The growing oil spill in the Gulf of Mexico has, predictably, resulted in a new chorus of voices calling for increased use of renewable energy sources. But over the past five decades renewables have actually been losing market share.
In 1949 nearly 91% of America’s total primary energy came from coal, oil, and natural gas. The balance came from renewables, with hydropower being a dominant contributor. By 2008 the market share for coal, oil and natural gas, along with nuclear, had grown to 92.5% of total primary energy in the U.S. with the remainder coming from renewables.
In other words, despite these huge investments, renewables’ share of the energy market has been shrinking. What’s happening? While conspiracy theorists may want to believe that Big Oil, Big Coal and Big Nuclear are stifling the growth of renewables, the simple truth is that coal, oil, natural gas and nuclear can satisfy the Four Imperatives: power density, energy density, cost and scale.
The Four Imperatives provide a simplified way to analyze the physics and math that rule our energy and its delivery, the latter better known as power. Before going further we must differentiate between energy and power. If you recall your high school physics, the definitions are straightforward: Energy is the ability to do work; power is the rate at which work gets done. Put another way, energy is an amount; power is a rate. And rates are more telling than amounts.

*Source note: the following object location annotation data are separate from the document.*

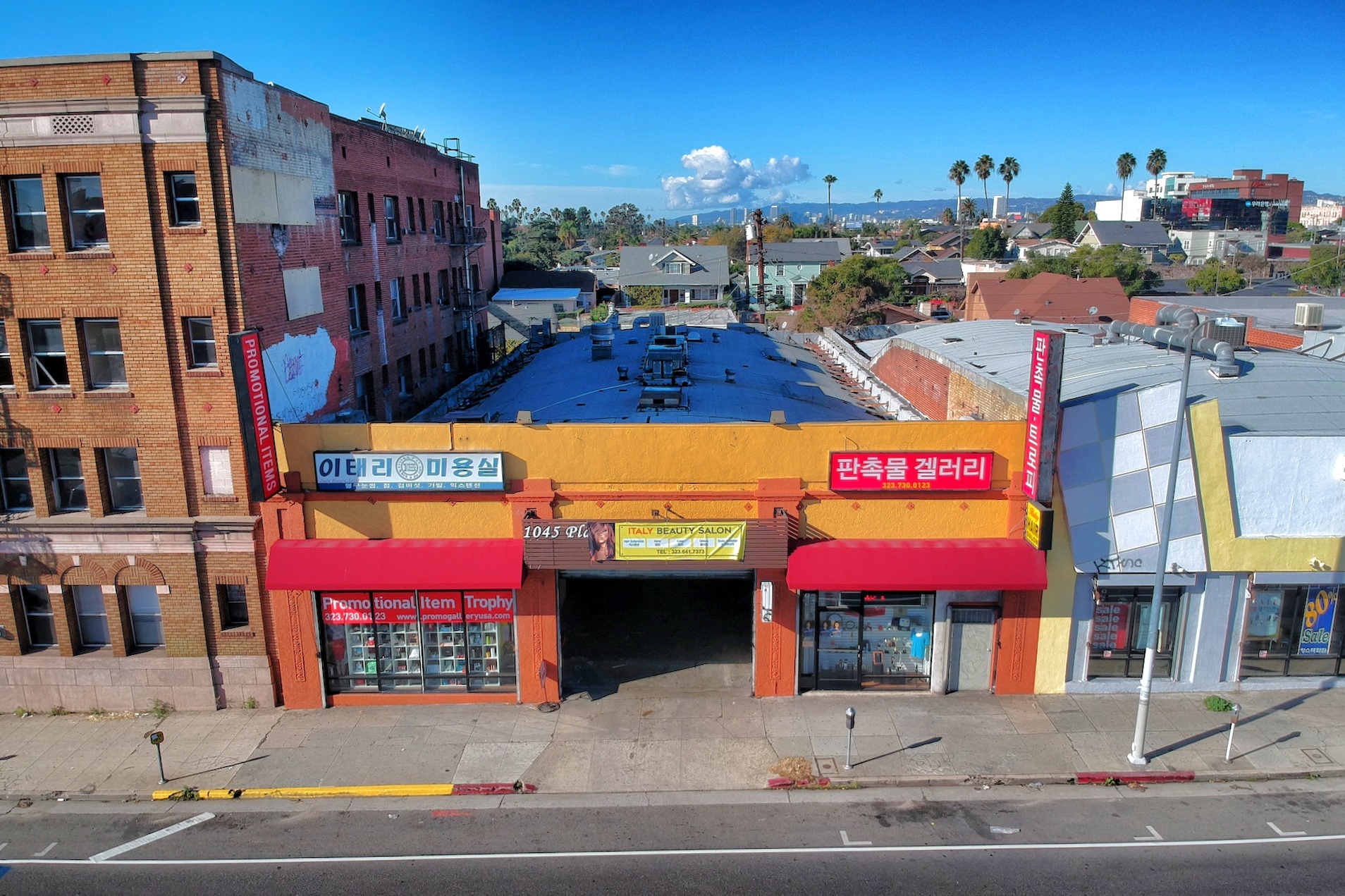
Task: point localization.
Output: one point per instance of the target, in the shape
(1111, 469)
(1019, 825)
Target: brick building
(154, 204)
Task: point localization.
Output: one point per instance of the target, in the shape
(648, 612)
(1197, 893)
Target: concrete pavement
(675, 743)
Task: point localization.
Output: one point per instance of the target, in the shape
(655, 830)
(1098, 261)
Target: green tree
(988, 243)
(1155, 166)
(958, 173)
(1008, 170)
(1325, 269)
(1126, 265)
(829, 180)
(1216, 278)
(850, 293)
(1125, 167)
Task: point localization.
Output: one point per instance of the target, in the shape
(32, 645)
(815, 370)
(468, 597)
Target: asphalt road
(1226, 838)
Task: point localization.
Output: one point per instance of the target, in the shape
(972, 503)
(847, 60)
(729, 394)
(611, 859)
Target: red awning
(395, 564)
(986, 564)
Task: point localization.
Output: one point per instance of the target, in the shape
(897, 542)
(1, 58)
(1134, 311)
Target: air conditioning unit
(1308, 315)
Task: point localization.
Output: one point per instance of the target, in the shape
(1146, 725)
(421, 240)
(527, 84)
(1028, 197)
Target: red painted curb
(493, 790)
(1137, 778)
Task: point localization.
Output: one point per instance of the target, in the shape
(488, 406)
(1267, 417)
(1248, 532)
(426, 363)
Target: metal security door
(971, 647)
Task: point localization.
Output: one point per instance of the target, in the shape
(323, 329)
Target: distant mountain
(896, 209)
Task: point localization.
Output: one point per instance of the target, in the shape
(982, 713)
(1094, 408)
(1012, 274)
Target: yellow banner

The first of the Four Imperatives, power density, is the most telling of the rates. Power density refers to the energy flow that can be harnessed from a given unit of volume, area or mass. Common metrics of power density include: horsepower per cubic inch, watts per square meter and watts per kilogram. And given the current infatuation with renewable energy sources like wind and solar, the essential metric for power density is watts per square meter (W/m2), which shows how much power can be derived from a given piece of real estate. It is also the metric that exposes the inherent weakness of sources like corn ethanol, wind energy and solar energy. If a source has low power density, then it will likely require too much real estate, material or space to provide the power that we demand at prices we can afford or in the vast quantities that the world needs.
The production of corn ethanol is a loser for many reasons. Just a quick glance at corn ethanol’s power density–just 0.05 W/m2–shows why the fuel makes no sense from a physics standpoint. Corn ethanol’s low power density is inherent in all biomass, which leads us to the second of the Four Imperatives. Energy density refers to the quantity of energy that can be contained in a given unit of volume, area, or mass. And the low energy density of biomass–corn, switchgrass, wood, etc.–makes it difficult to produce sufficient amounts of energy without occupying huge swaths of land.
Now let’s consider the power density of wind energy, which is about 1.2 W/m2, and solar photovoltaic, which can produce about 6.7 W/m2. Both sources are superior to corn ethanol (nearly everything is), but they are incurably intermittent, which makes them of marginal value in a world that demands always-available power. Nor can they compare to the power density of sources like natural gas, oil and nuclear. For instance, a marginal natural gas well, producing 60,000 cubic feet per day, has a power density of about 28 W/m2. An oil well, producing 10 barrels per day, has a power density of about 27 W/m2. Meanwhile, a nuclear power plant like the South Texas Project–even if you include the entire 19 square-mile tract upon which the project is sited–produces about 56 W/m2.
Simple math shows that a marginal gas or oil well has a power density at least 22 times that of a wind turbine while a nuclear power plant has a power density that is more than 8 times that of a solar photovoltaic facility. Those numbers explain why power density matters so much: if you start with a source that has low power density, you have to compensate for that low density by utilizing more resources such as land, steel, and ultra-long transmission lines. Those additional inputs then reduce the project’s economic viability and its ability to scale.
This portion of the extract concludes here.